Within the first six months of the war, these aircraft, and their slightly more sophisticated descendants, demonstrated virtually every type of modern aerial combat, including strategic bombing, tactical bombing, close air support, reconnaissance, aerial photography, map-making, artillery spotting, aerial combat, clandestine spy missions, and the dropping of supplies to troops. More importantly, within the first two months of the war, reconnaissance reports from aerial observers resulted in decisive battles that directly affected the outcome of the war. In the East, it was the Battle of Tannenberg, which was possible only because German aerial reconnaissance teams detected the movement of the Russian Army. In the West, it was the Battle of the Marne, which came about only because both British and French aerial observers detected the right-wheel movement of the German Army. In both instances, perhaps the most remarkable thing was that the respective high commands believed the aerial reports and took action on them.
By January 1915, two facts emerged.

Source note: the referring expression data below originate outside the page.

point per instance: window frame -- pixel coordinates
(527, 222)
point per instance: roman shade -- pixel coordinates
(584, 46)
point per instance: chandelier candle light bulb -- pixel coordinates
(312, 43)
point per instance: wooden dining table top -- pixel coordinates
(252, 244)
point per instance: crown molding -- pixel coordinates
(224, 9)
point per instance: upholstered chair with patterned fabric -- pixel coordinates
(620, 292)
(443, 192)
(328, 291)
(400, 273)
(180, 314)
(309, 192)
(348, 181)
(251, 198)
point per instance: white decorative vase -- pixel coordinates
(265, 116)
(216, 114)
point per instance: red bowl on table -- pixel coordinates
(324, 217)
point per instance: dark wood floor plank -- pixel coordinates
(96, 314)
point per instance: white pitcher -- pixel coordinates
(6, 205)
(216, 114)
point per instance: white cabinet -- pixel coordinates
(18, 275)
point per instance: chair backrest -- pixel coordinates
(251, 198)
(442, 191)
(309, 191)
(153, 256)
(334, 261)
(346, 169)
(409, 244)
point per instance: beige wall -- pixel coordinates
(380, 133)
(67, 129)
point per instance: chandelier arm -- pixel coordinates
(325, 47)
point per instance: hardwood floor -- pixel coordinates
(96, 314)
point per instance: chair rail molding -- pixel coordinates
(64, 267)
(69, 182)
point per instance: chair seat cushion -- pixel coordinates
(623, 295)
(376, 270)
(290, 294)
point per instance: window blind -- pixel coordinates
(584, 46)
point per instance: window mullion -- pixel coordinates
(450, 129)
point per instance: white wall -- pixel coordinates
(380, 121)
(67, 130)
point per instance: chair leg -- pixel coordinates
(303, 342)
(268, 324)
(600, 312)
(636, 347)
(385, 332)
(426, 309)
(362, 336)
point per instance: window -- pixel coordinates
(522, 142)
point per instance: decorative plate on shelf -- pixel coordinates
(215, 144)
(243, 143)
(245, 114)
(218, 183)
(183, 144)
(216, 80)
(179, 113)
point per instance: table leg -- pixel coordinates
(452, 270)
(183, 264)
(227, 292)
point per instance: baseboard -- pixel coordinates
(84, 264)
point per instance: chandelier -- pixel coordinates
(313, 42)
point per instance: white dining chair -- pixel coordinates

The first was that loss of aircraft and human life was high--new industries were needed in the homelands to supply sufficient planes and crews. The second was that while aerial warfare could not be decisive in breaking the stalemate on the western front, it was nonetheless essential to the conduct of war. Having airpower did not necessarily mean that you would win the war, but not having it certainly meant you would lose it.
What followed was a race to create specialized aircraft and develop tactics for their use. By 1918, after four years of vicious fighting, there were fighters capable of 130 miles per hour while carrying two machine guns, bombers able to carry a ton of bombs over a distance of several hundred miles, and reconnaissance planes that could fly at altitudes above 20,000 feet. Where 1914 aircraft had been relatively fragile, fighters could now pull high-G loads in dogfights, dive at high speeds, and take a surprising amount of damage. The Germans had fielded giant bombers with huge 138-foot wingspans, and the British were preparing an aircraft to bomb Berlin.
As impressive as the improvements were, they paled in comparison to the speed at which the aircraft industry grew. More than 225,000 aircraft were produced during the war. In Great Britain, the total production for the first ten months of 1918 was 26,685 aircraft and 29,561 engines. The RFC had grown from 140 aircraft into the mighty Royal Air Force, with more than 22,000 planes in service around the world. Even Germany, hard-pressed by the long war and the Allied blockade, ended the war with an air force of more than 11,000 planes.